I view this kind of writing by an ex-vice president of Citibank as the work of an intelligent predator that realizes for the big cats to survive they have to keep the herd healthy.
Still, it is refreshing to hear a denizen of the Wall Street jungles echo what we've been saying:
...Public choice theory has identified the root causes of regulatory failure as the capture of regulators by the industry being regulated. Regulatory agencies begin to identify with the interests of the regulated rather than the public they are charged to protect. In a paper for the Federal Reserve's Jackson Hole Conference in 2008, economist Willem Buiter described "cognitive capture," by which regulators become incapable of thinking in terms other than that of the industry. On April 5 of this year, The Wall Street Journal chronicled the revolving door between industry and regulator in "Staffer One Day, Opponent the Next."
Congressional committees overseeing industries succumb to the allure of campaign contributions, the solicitations of industry lobbyists, and the siren song of experts whose livelihood is beholden to the industry. The interests of industry and government become intertwined and it is regulation that binds those interests together. Business succeeds by getting along with politicians and regulators. And vice-versa through the revolving door.
We call that system not the free-market, but crony capitalism. It owes more to Benito Mussolini than to Adam Smith...

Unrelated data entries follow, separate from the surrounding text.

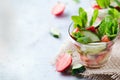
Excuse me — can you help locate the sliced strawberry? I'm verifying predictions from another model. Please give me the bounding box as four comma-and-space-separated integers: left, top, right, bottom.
101, 35, 110, 42
86, 26, 96, 32
93, 5, 102, 9
73, 27, 80, 33
52, 3, 65, 16
56, 53, 72, 72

But see, this is disinformation designed to evoke the empathy of the herd beast and not how this bank$ter really feels. What this big cat wants you can hear from the growls in his belly in the preceding paragraph:
...The idea that multiplying rules and statutes can protect consumers and investors is surely one of the great intellectual failures of the 20th century. Any static rule will be circumvented or manipulated to evade its application. Better than multiplying rules, financial accounting should be governed by the traditional principle that one has an affirmative duty to present the true condition fairly and accurately—not withstanding what any rule might otherwise allow. And financial institutions should have a duty of care to their customers. Lawyers tell me that would get us closer to the common law approach to fraud and bad dealing...
This is part of the chain of disinformation that led to that remarkable statement about that remarkable Benito. You could smell the carrion on the wind with the opening lie. Spot the pivot on which the worm turns:
...Classical liberals, whose modern counterparts are libertarians and small-government conservatives, believed that the state's duties should be limited (1) to provide for the national defense; (2) to protect persons and property against force and fraud; and (3) to provide public goods that markets cannot. That conception of government and its duties was articulated by the Declaration of Independence and embodied in the U.S. Constitution...
Peace, whose modern counterpart is war. Knowledge, whose modern counterpart is ignorance. Freedom, whose modern counterpart is slavery.
This is the mantra of the Wall Street liberal.